You’re Not Waiting for “The One” — You’re Stuck in Scarcity
Some people spend their whole life waiting for someone who isn’t coming. They waste years holding onto a name, a memory, or a fantasy because they’ve been told there’s only one person for them, and if they miss it, they’ve missed it forever.
That’s the trap. That’s the pain.
Some people aren’t lonely because there’s no one out there. They’re lonely because they’ve built their whole life around one name, one person, one possibility, one door. And without that person they cannot function.
Scarcity makes you believe love is rare. That there’s only one person who can love you.
That there’s only one person who can understand you. That if you lose them, if they walk away, if life separates you, you’ve lost your chance forever. But that’s not love. That’s fear wearing a wedding dress.
Scarcity teaches you to panic. It tells you, If you don’t grab this, you’ll never find another.
Scarcity will make you stay in a relationship that’s hurting you because you believe you won’t find better. Why do you think people stay in abusive relationships? It’s because most people have conditioned their minds that this is the one for me. Even though there is more to it, and it’s a complex thing to unravel, I think (and I’m not a relationship expert) the reason why people stay in relationships in rarely logical.

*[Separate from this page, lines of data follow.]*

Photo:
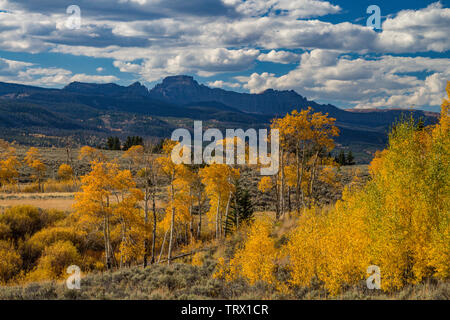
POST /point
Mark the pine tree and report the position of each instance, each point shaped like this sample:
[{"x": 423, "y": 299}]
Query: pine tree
[
  {"x": 350, "y": 158},
  {"x": 241, "y": 208}
]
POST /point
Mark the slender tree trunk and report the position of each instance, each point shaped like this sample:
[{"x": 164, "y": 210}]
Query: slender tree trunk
[
  {"x": 199, "y": 230},
  {"x": 162, "y": 246},
  {"x": 172, "y": 222},
  {"x": 313, "y": 176},
  {"x": 146, "y": 246},
  {"x": 154, "y": 227},
  {"x": 282, "y": 185},
  {"x": 217, "y": 217},
  {"x": 226, "y": 212}
]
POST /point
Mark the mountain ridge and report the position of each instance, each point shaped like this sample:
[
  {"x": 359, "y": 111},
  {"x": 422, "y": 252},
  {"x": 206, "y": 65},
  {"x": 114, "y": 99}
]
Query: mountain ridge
[{"x": 89, "y": 112}]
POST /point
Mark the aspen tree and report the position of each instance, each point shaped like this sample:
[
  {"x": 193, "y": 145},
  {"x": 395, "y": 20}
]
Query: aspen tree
[{"x": 33, "y": 160}]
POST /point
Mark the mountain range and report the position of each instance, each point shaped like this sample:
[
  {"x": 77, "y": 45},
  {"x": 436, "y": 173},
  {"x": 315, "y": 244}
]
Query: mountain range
[{"x": 89, "y": 112}]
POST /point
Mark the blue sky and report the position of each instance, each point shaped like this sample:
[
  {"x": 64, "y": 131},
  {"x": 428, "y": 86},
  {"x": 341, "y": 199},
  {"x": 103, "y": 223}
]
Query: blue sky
[{"x": 321, "y": 49}]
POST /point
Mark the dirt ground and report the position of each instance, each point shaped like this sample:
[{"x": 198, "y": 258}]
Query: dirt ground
[{"x": 60, "y": 201}]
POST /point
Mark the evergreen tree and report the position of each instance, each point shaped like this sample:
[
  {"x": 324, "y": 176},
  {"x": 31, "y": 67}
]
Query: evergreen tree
[
  {"x": 133, "y": 141},
  {"x": 350, "y": 158},
  {"x": 340, "y": 159},
  {"x": 241, "y": 208}
]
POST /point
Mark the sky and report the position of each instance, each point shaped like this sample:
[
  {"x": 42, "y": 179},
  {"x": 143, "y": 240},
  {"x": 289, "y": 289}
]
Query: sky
[{"x": 323, "y": 50}]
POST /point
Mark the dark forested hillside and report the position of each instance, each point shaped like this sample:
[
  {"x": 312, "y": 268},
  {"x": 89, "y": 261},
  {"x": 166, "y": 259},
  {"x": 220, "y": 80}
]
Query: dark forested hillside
[{"x": 91, "y": 112}]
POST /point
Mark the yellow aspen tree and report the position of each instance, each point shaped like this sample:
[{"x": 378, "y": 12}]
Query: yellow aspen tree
[
  {"x": 169, "y": 169},
  {"x": 147, "y": 175},
  {"x": 217, "y": 179},
  {"x": 257, "y": 260},
  {"x": 33, "y": 160},
  {"x": 9, "y": 164},
  {"x": 65, "y": 172},
  {"x": 91, "y": 154}
]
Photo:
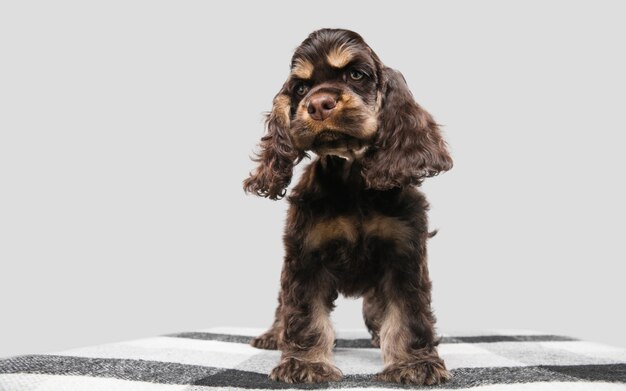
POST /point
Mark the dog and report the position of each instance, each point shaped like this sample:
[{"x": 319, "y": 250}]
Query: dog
[{"x": 356, "y": 224}]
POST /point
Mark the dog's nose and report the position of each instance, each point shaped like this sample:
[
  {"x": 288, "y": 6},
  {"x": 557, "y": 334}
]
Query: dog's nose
[{"x": 321, "y": 106}]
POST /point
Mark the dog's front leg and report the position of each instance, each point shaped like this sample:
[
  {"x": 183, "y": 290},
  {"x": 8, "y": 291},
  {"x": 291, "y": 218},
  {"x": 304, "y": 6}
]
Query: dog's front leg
[
  {"x": 308, "y": 337},
  {"x": 407, "y": 336}
]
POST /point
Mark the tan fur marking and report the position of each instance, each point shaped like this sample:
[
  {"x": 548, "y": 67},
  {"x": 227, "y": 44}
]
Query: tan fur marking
[
  {"x": 302, "y": 69},
  {"x": 325, "y": 230},
  {"x": 340, "y": 56},
  {"x": 387, "y": 227},
  {"x": 394, "y": 336}
]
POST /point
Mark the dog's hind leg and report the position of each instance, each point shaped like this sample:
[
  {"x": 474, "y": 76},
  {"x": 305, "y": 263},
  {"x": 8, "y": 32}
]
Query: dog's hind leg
[
  {"x": 373, "y": 312},
  {"x": 270, "y": 340}
]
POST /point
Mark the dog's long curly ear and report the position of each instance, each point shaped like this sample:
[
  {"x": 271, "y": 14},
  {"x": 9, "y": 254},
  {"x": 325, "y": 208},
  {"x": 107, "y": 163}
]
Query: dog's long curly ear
[
  {"x": 408, "y": 146},
  {"x": 277, "y": 156}
]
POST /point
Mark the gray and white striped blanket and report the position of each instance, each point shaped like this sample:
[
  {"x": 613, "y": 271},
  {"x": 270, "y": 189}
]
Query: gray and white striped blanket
[{"x": 220, "y": 358}]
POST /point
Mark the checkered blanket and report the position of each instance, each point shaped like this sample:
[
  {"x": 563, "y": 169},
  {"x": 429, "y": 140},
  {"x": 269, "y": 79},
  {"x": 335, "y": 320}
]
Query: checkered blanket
[{"x": 221, "y": 358}]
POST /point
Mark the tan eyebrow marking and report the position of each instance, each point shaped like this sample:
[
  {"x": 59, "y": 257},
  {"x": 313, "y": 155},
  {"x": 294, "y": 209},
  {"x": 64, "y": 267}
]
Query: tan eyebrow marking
[
  {"x": 302, "y": 69},
  {"x": 340, "y": 56}
]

Scarcity will make you waste your best years waiting on someone who’s already living their life without you.
Scarcity will make you kneel before people who don’t value you, just to feel chosen.
I’ve seen it. I’ve lived it. I’ve watched people get stuck, not because there were no options, but because they were obsessed with one option. Obsession is not love. Obsession is not loyalty. Obsession is fear dressed in devotion.
Obsession makes you ignore what’s good and healthy because you’ve built a world around one person. You stop seeing the beauty in others. You stop seeing yourself clearly. You stop living. You wait. You shrink. You turn down real possibilities because you’re chasing the shadow of one name.
Obsession makes you think you’re being deep, but really, you’re trapped. It’s not greatness to hold on to someone who’s gone. It’s not noble to spend your life proving you can wait longer. It’s not love that is keeping you stuck; it’s fear, pride, and the belief that nothing better will come. Obsession will blind you, I know because it has blinded me many times.
But what if love isn’t scarce? What if life is full of good people you haven’t met yet?
What if the idea that you’ve “missed your person” is the biggest lie scarcity ever sold you?
The belief in “The One” keeps people trapped. It makes you wait for people who’ve already moved on. It makes you chase after people who’ve already told you no. It makes you believe you’re unlovable because one person didn’t choose you.
I don’t know where that belief in “The One” came from. Maybe it was the movies. Maybe it was the fairytales. Maybe it was the songs that made it sound like there’s just one person on this entire planet who can love you right. But when you really think about it—it’s a foolish idea. It makes life smaller than it is. It makes you believe that out of billions of people, your whole story hangs on one human being. That if they walk away, your chance at love dies with them. That’s not romance, that’s prison.
Love is not that small.
There isn’t just one person who can build life with you. There isn’t just one person who can love you deeply. There isn’t just one person who can walk with you toward purpose. But if you lock yourself inside the scarcity mindset, you won’t see that. You’ll spend your life waiting for a door that’s already closed—when there are open doors all around you.
Scarcity tells you to wait for crumbs.
Abundance teaches you to walk away and trust there’s more.
You’re not trapped. You’re not stuck. You’re not waiting for someone who holds the key to your life.
God is bigger than that. Love is still available. People are still out there. You can start again. You can build again. You can love again.
But you’ll have to let go of the lie that says your story is over because one person didn’t stay.
You’ll have to let go of the lie that says there’s only one person for you. That’s not destiny. That’s scarcity talking. And you don’t have to live there anymore.